In recent years our world has seen such a radical and rapid change that perhaps never before in history. Speaking as a professor, an important gap opens up between the knowledge of the "digital avant" world and the current one, and the forms of teaching that generations socialized differently from our young people visibly struggle to understand the right ways to teach and keep the kids involved.
And if all this were not enough, the global trials we have lived and are still experiencing have put us in front of fundamental questions about the approach with which we can touch our children confined in front of the screens even during the ordinary school lessons. ...
Our young people need communities, contacts, social life, they certainly need every possible basis to be able to orient themselves in the globalized and digital world, but our young people also need reflection, to find the inner resources to face situations of crisis, loneliness, disorientation, fear ....
For us, in the Atelier de couture magique, getting together to work with the needle is a form of meditation, of slowing down, of creative concentration, and at the same time, it is also a way to meet friends, to talk small things, or maybe more complex issues that affect us.
The birth of our city "Patchwille" is not the result of an enthusiastic fervor, it was not an easy path.
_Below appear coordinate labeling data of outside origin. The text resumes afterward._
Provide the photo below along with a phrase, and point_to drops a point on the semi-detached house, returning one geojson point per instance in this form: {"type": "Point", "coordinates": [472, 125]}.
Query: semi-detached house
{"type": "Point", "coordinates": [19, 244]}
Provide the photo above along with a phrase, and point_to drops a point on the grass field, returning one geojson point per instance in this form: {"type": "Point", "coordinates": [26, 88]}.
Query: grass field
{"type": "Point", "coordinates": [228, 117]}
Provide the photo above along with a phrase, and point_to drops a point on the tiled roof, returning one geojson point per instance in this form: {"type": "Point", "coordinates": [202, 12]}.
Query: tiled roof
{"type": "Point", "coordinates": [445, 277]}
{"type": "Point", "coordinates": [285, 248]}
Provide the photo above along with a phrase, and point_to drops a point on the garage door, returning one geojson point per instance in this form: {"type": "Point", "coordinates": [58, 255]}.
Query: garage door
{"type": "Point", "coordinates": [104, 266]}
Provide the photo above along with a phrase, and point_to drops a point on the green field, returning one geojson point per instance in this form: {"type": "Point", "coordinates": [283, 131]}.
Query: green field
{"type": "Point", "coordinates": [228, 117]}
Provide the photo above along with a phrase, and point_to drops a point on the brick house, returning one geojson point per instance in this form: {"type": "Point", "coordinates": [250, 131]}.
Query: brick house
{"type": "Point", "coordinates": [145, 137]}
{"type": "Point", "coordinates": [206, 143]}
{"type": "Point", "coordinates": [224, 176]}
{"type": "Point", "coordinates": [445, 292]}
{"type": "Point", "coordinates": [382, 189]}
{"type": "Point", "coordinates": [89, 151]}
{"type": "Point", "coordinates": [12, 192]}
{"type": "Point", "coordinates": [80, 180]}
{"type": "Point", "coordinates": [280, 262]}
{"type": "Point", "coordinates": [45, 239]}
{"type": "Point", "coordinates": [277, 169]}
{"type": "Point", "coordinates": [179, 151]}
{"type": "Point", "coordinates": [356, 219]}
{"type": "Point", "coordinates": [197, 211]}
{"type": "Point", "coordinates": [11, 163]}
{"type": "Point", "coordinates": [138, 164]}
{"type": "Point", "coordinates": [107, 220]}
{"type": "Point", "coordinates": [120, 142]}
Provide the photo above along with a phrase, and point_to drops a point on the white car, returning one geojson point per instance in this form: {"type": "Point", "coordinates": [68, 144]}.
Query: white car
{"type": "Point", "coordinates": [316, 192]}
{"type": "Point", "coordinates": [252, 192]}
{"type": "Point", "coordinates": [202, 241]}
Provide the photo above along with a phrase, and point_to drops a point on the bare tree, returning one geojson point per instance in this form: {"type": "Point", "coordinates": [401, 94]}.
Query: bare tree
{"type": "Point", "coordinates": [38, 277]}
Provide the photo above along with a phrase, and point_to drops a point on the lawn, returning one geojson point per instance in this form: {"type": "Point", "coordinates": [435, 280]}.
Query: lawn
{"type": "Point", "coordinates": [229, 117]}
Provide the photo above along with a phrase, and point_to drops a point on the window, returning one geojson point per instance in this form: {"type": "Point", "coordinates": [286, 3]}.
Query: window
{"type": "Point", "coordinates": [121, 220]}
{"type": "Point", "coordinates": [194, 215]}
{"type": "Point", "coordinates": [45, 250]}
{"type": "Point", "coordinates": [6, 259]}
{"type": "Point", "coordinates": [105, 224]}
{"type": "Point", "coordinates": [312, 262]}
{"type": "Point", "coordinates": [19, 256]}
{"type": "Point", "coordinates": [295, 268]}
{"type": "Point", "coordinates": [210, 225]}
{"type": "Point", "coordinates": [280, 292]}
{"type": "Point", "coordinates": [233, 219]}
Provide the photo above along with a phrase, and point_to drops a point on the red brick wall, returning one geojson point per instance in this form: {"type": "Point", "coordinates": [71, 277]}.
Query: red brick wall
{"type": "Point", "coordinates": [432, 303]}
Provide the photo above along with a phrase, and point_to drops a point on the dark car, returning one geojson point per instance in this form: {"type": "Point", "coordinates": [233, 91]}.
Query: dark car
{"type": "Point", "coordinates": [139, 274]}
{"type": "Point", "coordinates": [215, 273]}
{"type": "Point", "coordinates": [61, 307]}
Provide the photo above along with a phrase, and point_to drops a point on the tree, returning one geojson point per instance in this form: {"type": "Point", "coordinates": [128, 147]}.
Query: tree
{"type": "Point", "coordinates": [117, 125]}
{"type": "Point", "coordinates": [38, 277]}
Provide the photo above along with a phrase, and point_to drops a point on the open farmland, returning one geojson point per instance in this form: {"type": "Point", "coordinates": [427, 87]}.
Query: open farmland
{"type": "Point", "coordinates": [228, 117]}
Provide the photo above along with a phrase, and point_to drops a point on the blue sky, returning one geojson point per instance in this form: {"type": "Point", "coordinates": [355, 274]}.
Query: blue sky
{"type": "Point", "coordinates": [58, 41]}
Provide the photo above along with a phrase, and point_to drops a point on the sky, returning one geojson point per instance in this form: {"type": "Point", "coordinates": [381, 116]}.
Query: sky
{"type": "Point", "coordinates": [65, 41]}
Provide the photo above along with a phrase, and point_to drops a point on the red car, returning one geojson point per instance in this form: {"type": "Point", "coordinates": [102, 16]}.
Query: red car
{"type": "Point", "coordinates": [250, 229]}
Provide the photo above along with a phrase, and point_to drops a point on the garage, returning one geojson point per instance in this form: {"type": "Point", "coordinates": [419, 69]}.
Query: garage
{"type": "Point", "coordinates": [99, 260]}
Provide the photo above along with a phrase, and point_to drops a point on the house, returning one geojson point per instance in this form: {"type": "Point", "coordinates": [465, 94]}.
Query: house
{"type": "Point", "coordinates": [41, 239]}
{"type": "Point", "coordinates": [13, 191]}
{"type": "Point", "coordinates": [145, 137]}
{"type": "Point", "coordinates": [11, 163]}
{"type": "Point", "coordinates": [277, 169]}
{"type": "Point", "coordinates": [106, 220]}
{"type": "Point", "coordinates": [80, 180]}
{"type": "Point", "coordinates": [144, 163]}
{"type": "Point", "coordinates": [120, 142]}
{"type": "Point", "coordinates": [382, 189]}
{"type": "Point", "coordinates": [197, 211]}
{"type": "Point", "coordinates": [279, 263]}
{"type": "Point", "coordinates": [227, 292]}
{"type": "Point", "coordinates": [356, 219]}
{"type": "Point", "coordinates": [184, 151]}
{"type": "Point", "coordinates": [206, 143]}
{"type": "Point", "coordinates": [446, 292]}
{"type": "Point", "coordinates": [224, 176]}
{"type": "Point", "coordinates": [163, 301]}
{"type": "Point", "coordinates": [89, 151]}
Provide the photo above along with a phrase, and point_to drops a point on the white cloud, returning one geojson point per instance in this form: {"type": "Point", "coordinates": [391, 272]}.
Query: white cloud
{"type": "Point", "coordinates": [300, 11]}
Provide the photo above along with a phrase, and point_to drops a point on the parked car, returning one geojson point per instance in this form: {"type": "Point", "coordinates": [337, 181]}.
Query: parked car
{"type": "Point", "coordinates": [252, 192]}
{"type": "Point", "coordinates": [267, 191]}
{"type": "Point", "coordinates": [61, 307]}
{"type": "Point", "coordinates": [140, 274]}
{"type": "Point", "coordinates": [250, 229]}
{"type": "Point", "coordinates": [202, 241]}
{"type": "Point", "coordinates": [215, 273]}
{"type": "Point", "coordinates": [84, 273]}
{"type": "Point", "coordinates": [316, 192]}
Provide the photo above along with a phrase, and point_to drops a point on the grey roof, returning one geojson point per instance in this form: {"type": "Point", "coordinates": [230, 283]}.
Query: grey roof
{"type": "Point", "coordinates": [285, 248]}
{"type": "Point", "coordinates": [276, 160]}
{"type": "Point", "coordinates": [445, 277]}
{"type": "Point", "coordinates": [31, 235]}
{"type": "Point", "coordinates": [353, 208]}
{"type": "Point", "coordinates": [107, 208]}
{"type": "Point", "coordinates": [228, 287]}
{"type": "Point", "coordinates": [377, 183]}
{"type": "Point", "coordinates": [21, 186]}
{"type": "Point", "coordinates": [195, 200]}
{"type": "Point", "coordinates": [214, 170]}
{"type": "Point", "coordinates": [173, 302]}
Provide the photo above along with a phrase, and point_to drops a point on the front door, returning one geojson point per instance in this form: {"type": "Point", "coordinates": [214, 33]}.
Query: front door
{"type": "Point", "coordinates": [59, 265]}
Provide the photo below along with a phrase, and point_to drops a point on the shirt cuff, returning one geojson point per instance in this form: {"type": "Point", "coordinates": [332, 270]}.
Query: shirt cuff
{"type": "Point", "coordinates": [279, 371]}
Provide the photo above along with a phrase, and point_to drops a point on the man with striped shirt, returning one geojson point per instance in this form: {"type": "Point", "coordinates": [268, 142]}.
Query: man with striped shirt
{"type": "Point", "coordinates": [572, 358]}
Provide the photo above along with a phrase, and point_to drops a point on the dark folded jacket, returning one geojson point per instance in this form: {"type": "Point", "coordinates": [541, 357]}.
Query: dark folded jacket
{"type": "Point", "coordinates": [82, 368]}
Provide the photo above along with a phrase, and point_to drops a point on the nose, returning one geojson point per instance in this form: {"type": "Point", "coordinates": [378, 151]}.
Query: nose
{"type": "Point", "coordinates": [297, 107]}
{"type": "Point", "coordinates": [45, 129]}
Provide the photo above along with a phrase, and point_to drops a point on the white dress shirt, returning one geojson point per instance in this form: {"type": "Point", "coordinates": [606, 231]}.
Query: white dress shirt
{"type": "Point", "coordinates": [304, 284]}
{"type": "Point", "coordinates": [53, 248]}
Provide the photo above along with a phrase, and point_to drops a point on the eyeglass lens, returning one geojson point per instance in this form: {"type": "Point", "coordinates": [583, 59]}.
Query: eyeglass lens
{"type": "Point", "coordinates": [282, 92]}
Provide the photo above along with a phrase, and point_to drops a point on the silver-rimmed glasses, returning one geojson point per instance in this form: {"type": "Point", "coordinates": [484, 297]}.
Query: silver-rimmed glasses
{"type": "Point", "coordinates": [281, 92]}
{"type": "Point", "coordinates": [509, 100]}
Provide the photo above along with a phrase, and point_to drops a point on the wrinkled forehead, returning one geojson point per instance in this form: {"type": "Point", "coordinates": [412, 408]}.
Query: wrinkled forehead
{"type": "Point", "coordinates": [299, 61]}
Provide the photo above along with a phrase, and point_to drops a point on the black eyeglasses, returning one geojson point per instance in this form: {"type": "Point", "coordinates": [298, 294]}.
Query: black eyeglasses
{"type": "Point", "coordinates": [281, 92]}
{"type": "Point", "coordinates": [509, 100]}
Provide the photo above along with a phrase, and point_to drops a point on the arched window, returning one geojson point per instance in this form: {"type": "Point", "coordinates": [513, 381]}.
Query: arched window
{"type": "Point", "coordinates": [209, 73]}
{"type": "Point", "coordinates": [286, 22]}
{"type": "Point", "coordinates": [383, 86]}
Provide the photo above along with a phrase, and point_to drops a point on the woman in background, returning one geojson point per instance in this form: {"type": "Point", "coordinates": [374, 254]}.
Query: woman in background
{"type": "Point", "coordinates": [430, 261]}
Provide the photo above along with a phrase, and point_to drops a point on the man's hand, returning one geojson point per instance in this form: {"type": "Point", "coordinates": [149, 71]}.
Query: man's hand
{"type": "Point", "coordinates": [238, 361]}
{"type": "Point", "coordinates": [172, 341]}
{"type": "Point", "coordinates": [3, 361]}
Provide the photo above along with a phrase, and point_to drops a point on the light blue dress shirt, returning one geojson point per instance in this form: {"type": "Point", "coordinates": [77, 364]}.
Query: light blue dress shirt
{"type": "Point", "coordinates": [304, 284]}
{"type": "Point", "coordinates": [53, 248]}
A job that we started in mid-October with great enthusiasm, but which was immediately interrupted by the lockdown in Belgium. Until March we worked on the screen, but only the most passionate have managed to keep the desire to move forward. You can imagine how difficult it is for young people between 7 and 12 years to sew alone in front of a screen, deprived of the best part of this activity, that is the joyful and cheerful exchange that we have during sewing lessons. Then finally from April we were able to meet and finish the project together.
Looking at the finished work, it is truly a "Patch-work" in the most symbolic sense of all. A world reconstructed from small pieces, and every little piece of fabric is a fragment of the world we knew before the collapse caused by the pandemic,"that has fallen apart". But sewn together with the others, it is a gesture of hope, of reconstruction, trust in a future, which can be , which must be "ideal". Or at least according to the artists-creators of this city of fabrics.
For the realization we have used recycled and natural materials as much as possible, we have coated cardboard for domestic use, and reused ancient sewing objects, buttons etc.
The techniques are: lots of hand embroidery, various patchwork blocks techniques, and free motion sewing.
Adult intervention was limited, some more experienced pupils offered a little help in the assembly.